# Liverpool Century



## geo (17 Mar 2013)

Any Century members on here ? Just after a bit of info re Sunday rides in general, thanks.


----------



## david k (17 Mar 2013)

is that a bike club?

Dont know of them but i do ride round liverpool now and then

http://www.endomondo.com/challenges/6897031?post_id=718719427_498658020182558#_=_


----------



## geo (18 Mar 2013)

Yes mate it is I think its the oldest club in liverpool and have been around for almost 100 years, a few member changes over that time I would imagine


----------



## insouciant (19 Mar 2013)

Hi!

Haven't ridden with them for a while myself, due to moving away, but the first thing I'd suggest is joining the Facebook group, if you use it, and just putting a post on the wall about wanting to ride with them.

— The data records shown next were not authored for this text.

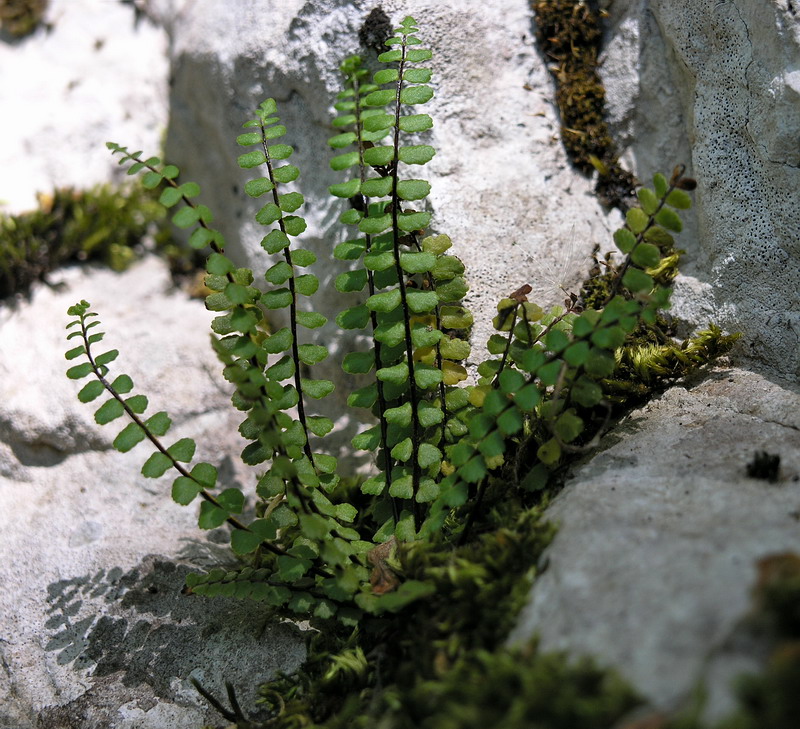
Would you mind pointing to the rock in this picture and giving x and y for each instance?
(652, 567)
(661, 599)
(96, 633)
(93, 74)
(502, 188)
(715, 85)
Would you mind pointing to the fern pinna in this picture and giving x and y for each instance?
(316, 546)
(414, 287)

The Sunday rides leave from Tarbock Village Hall at 9am and there's a ride on Saturday mornings as well, leaving at 10, although I'm not sure where that one begins. POSSIBLY Wingrays on Menlove Avenue.

Apologies if that only told you what you already knew!


----------



## geo (19 Mar 2013)

Thanks mate, I'll have a look at their FB page,cheers.


----------



## matthat (19 Mar 2013)

Not a member myself but i am considering paying them a visit at some point soon once i'm confident that i can keep a good average speed over a reasonable distance. But here is there web address, http://www.liverpoolcentury.com/


----------